Today, the three mummies are rotated, one on display at a time, in MAAM, a museum on the main plaza in the northern Argentinian city of Salta. Three years ago, I’d visited Juanita, a similar mummy found in Peru and displayed in a darkened room a few blocks from the Plaza de Armas in Arequipa. As a consequence, I figured I knew what to expect when I stepped inside MAAM. During my visit, Lightning Girl was the mummy being displayed, possibly the most haunting museum exhibit I’ve ever seen.  No photography is permitted; the image above is of a postcard I purchased in the museum shop.

The first thing that struck me was how well preserved this small child was, much more so than Juanita had been.

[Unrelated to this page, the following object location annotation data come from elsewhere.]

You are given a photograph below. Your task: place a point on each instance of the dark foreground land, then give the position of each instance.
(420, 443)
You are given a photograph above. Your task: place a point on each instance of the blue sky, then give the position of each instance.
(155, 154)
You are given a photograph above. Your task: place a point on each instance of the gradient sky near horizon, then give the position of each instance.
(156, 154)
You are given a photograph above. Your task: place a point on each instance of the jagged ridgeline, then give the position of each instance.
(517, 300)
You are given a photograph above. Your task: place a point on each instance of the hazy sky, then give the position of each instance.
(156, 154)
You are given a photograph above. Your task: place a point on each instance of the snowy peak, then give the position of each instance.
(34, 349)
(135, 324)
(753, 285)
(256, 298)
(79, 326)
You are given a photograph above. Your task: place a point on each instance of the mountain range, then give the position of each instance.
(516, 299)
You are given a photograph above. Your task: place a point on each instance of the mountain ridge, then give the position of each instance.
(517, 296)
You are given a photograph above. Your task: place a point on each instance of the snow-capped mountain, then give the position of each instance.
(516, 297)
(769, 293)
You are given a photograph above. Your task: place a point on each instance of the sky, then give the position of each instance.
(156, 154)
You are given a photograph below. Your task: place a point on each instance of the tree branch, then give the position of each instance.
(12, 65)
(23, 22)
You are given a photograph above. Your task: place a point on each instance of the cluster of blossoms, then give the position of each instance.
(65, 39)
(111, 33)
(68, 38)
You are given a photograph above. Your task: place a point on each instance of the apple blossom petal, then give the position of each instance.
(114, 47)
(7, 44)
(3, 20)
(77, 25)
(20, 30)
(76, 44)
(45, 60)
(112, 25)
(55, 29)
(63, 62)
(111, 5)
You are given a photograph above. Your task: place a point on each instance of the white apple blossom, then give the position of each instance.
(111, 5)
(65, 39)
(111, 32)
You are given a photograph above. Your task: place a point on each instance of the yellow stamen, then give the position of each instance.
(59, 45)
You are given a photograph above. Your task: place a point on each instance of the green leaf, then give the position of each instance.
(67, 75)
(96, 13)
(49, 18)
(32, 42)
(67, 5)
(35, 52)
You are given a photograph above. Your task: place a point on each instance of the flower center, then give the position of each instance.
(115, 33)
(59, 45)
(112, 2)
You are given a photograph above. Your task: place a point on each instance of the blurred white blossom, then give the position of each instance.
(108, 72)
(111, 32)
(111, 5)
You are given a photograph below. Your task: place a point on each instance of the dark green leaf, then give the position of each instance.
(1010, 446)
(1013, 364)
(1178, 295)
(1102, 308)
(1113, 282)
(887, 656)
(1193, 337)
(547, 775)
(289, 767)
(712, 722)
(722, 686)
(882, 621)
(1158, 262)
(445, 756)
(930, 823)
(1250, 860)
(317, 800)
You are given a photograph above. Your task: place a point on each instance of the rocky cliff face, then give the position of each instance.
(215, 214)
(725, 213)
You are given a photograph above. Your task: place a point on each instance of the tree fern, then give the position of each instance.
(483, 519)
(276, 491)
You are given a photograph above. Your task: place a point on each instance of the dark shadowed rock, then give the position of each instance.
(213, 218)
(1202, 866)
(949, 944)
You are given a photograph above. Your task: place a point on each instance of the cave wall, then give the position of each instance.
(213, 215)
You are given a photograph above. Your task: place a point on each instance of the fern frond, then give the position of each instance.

Found entombed with a slightly older girl, her half-sister, and a boy, she looked straight ahead. Her face stared bleakly, as if tensed against intense cold. A dark stain marked her face, thought to have been caused by a lightning strike after she was sacrificed. But it was her teeth that caught my attention, tiny white milk teeth that emphasised just how young this girl would have been when she met her fate. Text beside her indicated that she had been just five years old when she died. There was no escaping that here in front of me, in this darkened room, was a real person.

During Inca times, it was the custom to choose sacrificial children from peasant families, deemed an honour for the family, though surely a heartbreaking one too. Girls such as these were selected as toddlers to be acclas or Sun Virgins, destined later to be royal wives, priestesses or to be sacrificed. It is thought that the elder girl was such a person, the two younger children her attendants. The children were then fed a rich diet of maize and llama meat to fatten them up, nutritionally far better than their previous diet of vegetables would have been. The higher their standing in society, the better the value of this offering to the gods, essential to protecting future good harvests and political stability. The children would not die, it was believed, they joined their ancestors and watched over mortals like angels.

Despite the drugged state induced by the coca and chicha, which in theory led to a painless end, the boy had been tied. Perhaps he’d struggled and had needed to be restrained. The older girl had her head buried between her knees, but Lightning Girl looked straight ahead. Had she been too young to comprehend what was happening to her?